Abstraction is not my strong point :(
>From what I read of imaplib2, it looks like that library would start
IDLE on all its connections, and as soon as it was notified of a new
incoming message, it would disengage IDLE and immediately start
downloading that message. I believe this method caused the stalled bug
that got finally got imaplib2 canned from OfflineIMAP (imaplib2
thought it was no longer in IDLE, when in fact it was so all commands
were ignored by the server).

My planned use of IDLE is to have one session open and dedicated to
running IDLE all the time. Any updates that come in over IDLE are sent
to a threadpool which either downloads the new message or deletes the
local copy in order to stay in sync with the remote.

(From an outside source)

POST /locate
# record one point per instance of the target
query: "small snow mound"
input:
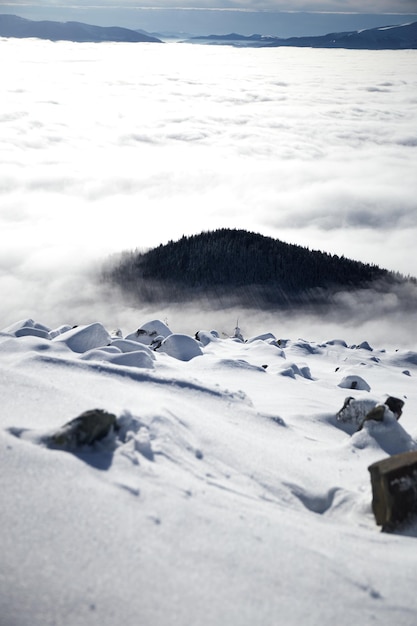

Personally I think this is the only way to go as it keeps a clear
separation of concerns, and keeps everything just that much simpler.
But then again, I'm biased. :)

Abstraction aside, were I building this just for myself I'd refactor
IMAP4Client into three classes: IMAP4ClientBase(basic.LineReceiver,
policies.TimeoutMixin), IMAP4ClientIDLE(IMAP4ClientBase), and
IMAP4Client(IMAP4Client). Whatever IMAP4Client and IMAP4ClientIDLE can
both use is put in IMAP4ClientBase, and the rest stays in IMAP4Client.

That, unfortunately, just forces everyone else to build their
applications my way though. Like I said, abstraction is not my strong
suite. :(

As I was typing this all out though, a possible solution occurred to
me: What if  IMAP4Client and IMAP4ClientIDLE were mixins instead? ex-
class myIDLEClient(IMAP4ClientIDLE, IMAP4ClientBase)
class myFullIMAPClient(IMAP4ClientIDLE, IMAP4Client, IMAP4ClientBase)

Thoughts?

Some questions I forgot to ask earlier: What exactly is the purpose of
a "Factory"? In some examples I've found, I saw methods that could
have gone in the Protocol subclass go instead in a ClientFactory. In
other examples there was no ClientFactory at all!
What is the exact purpose of an "Interface"?
Somewhat relatedly: As far as I can tell, the main "types" or "parts"
of a Twisted application are: reactor, Protocol, Interface (auth?),
and ClientFactory. Are there any I'm missing? And how exactly do all
these parts fit together?

Sorry for the base questions, but I've looked all over the
documentation and through the Twisted Essentials book and I can't find
a clear-cut answer to these questions and its driving me nuts!

Last question for the night (I swear!) - what kind of parsing and
dispatch system/method/technique did you have in mind to replace what
is currently in the library?

I looked over the commandDispatch method and I see what you were
talking about. But outside of using an actual parsing library like
pyparsing (which I think is disallowed in the twisted coding
guidlines, right?), or providing a static list of all possible IMAP
commands, I'm not sure what the options are.

Also, I don't follow your concern for backwards compatibility. Correct
me if I'm wrong, but method names are based upon the command that
triggers them. So even if you use a different method to parse the IMAP
command, the method names wouldn't change, right?

-- 
Dominic LoBue